Abstract -This paper describes the architecture and the performance of a new programmable 16-bit Digital Signal Processor (DSP) engine. It is developed specifically for next generation wireless digital systems and speech applications. Besides providing a basic instruction set, similar to current day 16-bit DSP's, it contains extra architectural features and unique instructions, which make the engine highly efficient for compute-intensive tasks such as vector quantization and Viterbi operations. The datapath contains two Mu1tipl:y-Accumulate units and one ALU. The external memory bandwidth is kept to two data busses and two corresponding address busses. Still, the internal bus network is designed such that all three units are operating in parallel. This parallelism is reflected in the performance benchmarks. For example, an FIR filter of N taps will take N/2 instruction cycles compared to N for a general purpose 16-bit DSP, and it requires only half the number of memory accesses of a general purpose DSP.
INTRODUCTION
Next generation wireless digital systems and speech applications require a performance not offered by current day DSP's. To accommodate more users and to improve the quality of the speech, more complex algorithms are introduced. Examples are the Japanese PSI-CELP, the GSM-Half rate and the IS-95 standards.
The most basic characteristic of a DSP is the clock rate at which the processor operates. From a system design viewpoint the clock rate is determined by two main factors: 1) The application and the system level requirements and 2) The complexity of the required algorithms. Usually, in a complex system such as a digital cellular phone, it is desired to have a single crystal generating the master clock. This reduces overall cost and minimizes other issues such as different clock frequencies interfering with each other in the system. Hence, a suitable clock frequency for the system has to be found from which all other clocks are generated for different modules. The modules range from an audio codec to an analog front end ASIC to DSP's where the baseband signal processing takes place. The second factor determining the master clock rate is the complexity of the algorithms that are residing on the DSP. Almost always, this alone is the deciding factor for the master clock since it will have the highest speed requirement. For example, in a digital cellular phone, this can range from 40 MHz to 60 MHz depending on the standard used and the system features included.
One of the main things a system designer worries about is how much the system clock can be reduced without affecting performance. Lower speed means less power consumption and hence longer battery life for a cellular phone.
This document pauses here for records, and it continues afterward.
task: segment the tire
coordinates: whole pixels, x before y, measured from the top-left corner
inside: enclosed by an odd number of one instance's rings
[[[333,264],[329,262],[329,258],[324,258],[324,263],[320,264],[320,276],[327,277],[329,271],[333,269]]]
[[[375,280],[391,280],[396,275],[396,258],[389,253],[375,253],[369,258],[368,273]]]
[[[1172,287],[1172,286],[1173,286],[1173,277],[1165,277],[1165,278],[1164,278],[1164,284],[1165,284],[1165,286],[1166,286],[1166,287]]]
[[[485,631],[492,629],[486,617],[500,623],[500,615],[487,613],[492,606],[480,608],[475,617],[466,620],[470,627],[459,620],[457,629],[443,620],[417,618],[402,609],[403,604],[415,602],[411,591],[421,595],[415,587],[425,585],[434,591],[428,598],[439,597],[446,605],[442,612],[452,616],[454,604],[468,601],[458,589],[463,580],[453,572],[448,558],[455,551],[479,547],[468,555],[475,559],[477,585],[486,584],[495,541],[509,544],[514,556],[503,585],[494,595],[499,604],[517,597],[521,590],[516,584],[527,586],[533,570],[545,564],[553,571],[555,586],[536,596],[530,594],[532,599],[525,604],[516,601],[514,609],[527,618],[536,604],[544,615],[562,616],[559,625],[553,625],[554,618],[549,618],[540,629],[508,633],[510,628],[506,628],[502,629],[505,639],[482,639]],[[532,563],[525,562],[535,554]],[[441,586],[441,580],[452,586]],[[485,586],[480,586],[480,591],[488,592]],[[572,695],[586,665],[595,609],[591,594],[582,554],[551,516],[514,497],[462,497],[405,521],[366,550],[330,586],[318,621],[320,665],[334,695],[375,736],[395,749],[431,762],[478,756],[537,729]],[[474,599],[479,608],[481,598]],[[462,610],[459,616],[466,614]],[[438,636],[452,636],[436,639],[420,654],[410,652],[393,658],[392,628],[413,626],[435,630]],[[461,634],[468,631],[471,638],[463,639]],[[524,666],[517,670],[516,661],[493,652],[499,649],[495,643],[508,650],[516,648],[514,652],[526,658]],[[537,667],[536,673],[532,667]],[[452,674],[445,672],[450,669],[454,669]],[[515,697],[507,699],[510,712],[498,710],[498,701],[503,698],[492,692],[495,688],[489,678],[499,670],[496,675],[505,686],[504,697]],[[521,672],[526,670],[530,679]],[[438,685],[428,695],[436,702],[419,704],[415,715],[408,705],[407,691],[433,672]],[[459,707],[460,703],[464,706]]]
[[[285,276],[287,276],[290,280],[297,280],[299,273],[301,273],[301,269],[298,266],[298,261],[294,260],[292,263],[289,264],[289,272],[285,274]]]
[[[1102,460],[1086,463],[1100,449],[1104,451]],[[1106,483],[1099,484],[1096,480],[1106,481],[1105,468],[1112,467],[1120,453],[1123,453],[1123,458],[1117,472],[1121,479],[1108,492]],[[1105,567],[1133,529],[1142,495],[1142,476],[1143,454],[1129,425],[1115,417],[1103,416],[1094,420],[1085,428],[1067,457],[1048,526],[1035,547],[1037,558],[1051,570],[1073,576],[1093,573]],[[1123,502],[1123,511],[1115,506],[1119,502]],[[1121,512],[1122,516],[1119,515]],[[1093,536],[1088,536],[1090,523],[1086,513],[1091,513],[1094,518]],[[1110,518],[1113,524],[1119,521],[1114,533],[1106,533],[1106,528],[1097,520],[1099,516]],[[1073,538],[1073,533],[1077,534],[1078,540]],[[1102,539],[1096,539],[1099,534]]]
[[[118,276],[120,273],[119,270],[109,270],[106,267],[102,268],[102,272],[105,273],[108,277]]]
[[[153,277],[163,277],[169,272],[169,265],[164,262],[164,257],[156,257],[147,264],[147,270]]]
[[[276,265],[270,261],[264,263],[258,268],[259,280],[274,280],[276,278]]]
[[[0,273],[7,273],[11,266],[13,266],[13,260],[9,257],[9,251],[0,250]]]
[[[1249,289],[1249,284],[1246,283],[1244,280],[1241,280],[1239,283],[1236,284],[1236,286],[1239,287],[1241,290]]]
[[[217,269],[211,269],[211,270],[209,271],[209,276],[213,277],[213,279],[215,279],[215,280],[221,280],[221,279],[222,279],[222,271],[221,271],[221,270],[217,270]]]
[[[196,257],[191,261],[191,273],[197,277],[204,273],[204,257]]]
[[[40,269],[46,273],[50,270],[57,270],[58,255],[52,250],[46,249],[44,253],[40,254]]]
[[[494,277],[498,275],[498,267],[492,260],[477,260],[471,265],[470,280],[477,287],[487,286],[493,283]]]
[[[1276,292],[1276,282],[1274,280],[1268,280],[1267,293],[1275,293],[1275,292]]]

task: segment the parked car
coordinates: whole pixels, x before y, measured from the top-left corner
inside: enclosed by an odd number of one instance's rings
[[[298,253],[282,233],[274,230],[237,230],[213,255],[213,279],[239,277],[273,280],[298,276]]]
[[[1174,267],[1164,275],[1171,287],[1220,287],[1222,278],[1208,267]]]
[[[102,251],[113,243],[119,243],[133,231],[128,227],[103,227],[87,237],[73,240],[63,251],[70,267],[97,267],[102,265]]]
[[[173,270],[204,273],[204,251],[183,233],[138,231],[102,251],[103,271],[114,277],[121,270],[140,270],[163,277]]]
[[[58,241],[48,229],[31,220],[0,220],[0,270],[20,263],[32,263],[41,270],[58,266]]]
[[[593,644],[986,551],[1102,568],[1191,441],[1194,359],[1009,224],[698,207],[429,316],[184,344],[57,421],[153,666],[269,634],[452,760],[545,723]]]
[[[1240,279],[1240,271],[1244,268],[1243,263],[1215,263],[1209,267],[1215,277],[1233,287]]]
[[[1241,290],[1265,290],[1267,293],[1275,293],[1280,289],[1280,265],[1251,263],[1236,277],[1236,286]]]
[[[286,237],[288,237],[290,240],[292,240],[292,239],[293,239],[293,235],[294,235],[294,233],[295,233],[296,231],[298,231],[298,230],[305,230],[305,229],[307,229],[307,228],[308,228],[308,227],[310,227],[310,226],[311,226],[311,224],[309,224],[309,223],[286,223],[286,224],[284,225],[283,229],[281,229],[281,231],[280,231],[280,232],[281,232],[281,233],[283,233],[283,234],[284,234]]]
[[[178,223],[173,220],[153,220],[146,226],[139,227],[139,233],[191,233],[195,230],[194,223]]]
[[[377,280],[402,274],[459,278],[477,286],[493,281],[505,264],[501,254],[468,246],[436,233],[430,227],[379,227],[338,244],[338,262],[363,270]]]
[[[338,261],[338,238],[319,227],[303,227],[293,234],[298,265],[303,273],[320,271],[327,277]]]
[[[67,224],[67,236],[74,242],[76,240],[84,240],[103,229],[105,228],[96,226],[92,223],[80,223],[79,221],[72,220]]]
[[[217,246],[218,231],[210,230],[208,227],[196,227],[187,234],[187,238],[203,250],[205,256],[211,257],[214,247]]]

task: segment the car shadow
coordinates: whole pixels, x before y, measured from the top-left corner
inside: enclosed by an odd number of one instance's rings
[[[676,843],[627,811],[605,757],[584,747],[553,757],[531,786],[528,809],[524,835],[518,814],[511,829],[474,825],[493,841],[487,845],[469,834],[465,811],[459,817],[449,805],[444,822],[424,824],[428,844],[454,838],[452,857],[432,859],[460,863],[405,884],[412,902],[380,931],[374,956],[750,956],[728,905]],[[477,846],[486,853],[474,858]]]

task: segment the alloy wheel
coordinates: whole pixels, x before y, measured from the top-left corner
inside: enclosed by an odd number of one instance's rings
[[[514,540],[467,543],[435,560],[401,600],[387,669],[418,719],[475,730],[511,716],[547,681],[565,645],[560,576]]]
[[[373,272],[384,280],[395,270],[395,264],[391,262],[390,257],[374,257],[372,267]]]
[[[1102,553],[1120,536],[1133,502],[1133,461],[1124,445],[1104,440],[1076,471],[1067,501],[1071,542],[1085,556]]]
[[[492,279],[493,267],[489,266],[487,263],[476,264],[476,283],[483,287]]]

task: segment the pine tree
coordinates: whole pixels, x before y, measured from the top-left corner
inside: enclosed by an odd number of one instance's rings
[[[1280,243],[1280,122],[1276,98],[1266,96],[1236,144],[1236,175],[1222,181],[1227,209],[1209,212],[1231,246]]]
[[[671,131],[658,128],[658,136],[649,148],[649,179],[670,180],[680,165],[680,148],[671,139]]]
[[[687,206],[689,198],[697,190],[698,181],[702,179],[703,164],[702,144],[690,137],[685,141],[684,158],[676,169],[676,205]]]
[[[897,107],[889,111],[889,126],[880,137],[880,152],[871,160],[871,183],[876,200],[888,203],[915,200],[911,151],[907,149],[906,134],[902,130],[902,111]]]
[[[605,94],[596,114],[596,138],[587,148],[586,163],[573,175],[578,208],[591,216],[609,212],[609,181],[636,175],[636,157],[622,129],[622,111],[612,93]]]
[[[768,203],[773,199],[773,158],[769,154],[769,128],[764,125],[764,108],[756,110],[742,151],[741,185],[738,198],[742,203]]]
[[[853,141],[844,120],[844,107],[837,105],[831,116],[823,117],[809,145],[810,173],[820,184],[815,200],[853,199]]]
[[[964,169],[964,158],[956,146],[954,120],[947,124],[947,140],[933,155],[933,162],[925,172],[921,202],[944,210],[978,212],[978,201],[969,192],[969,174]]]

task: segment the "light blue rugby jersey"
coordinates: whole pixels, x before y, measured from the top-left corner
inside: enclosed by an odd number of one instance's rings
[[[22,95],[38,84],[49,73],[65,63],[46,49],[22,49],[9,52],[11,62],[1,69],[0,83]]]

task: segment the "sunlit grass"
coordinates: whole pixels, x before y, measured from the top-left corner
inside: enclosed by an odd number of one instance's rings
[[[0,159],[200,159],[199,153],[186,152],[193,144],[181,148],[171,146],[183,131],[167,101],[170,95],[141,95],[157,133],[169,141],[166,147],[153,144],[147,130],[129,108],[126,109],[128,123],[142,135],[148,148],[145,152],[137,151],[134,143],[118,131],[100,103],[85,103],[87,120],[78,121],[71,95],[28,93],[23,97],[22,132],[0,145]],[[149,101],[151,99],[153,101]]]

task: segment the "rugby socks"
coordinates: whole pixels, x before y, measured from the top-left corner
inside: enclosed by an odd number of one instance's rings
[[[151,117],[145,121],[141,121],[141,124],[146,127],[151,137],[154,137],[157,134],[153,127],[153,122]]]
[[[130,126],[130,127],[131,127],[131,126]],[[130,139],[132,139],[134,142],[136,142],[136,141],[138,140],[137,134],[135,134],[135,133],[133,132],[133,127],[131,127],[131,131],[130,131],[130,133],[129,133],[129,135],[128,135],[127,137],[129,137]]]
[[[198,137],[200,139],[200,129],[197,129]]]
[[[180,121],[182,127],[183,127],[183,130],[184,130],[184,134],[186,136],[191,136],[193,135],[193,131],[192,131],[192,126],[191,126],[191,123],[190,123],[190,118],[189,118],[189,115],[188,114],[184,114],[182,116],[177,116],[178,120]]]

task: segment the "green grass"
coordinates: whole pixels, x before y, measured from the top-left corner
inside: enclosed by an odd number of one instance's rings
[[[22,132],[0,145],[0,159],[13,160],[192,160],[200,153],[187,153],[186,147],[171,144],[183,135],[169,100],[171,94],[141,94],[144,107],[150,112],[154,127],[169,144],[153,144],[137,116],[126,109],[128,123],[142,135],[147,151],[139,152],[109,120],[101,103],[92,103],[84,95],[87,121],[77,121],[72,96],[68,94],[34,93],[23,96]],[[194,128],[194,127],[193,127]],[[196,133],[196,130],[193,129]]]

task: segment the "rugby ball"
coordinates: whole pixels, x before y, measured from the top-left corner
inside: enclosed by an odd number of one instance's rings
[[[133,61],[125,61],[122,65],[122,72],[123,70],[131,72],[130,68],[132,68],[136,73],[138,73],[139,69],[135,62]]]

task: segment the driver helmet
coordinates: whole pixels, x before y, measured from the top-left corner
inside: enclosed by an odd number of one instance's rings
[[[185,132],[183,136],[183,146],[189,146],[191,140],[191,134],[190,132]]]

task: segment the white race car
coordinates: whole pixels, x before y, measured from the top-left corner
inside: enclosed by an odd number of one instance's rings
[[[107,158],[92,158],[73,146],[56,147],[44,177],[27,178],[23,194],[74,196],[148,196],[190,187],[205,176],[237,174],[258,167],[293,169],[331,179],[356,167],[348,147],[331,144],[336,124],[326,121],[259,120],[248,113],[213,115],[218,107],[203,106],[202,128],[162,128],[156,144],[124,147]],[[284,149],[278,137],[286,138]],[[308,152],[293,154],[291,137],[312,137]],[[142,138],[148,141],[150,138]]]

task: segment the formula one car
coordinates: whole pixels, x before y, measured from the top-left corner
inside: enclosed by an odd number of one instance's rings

However, reducing clock speed means either not adding extra features which might distinguish the product from others or sacrificing performance. It is to this effect that different DSP architectures play a crucial role.
Two paths are possible to improve performance. Increasing the clock speed at which the DSP runs by reducing propagation delays in the circuits and adding deeper and deeper instruction pipelining or by keeping the clock speed fixed and increasing the parallelism in the DSP operations. There are two terms used in the industry to describe the performance of a DSP. MIPS (Million Instructions Per Second) and MOPS (Million Operations Per Second). Let's assume that a DSP can fetch one instruction per clock cycle. In a pipelined machine this means that effectively 1 instruction is performed per clock cycle. Of course, in reality, there are instructions requiring effectively two clock cycles or more such as most of the program flow type and instructions that are more than one word long. MIPS measures the number of instructions the DSP can process in one second. For the DSP in this example, a clock rate of 20 MHz will generate a performance very close to 20 MIPS.
In a general purpose DSP, an instruction is defined as one fundamental signal processing operation such as an add or multiply-accumulate. In this case the MOPS figure will almost be equivalent to the MIPS figure. Hence, to increase the MOPS figure, the MIPS should be increased which in turn will require higher clock rates. On the other hand, when parallelism is employed, an instruction can incorporate several operations such as subtract and square-accumulate in parallel. In this case the MOPS figure will be several times higher than the clock rate or the MIPS figure.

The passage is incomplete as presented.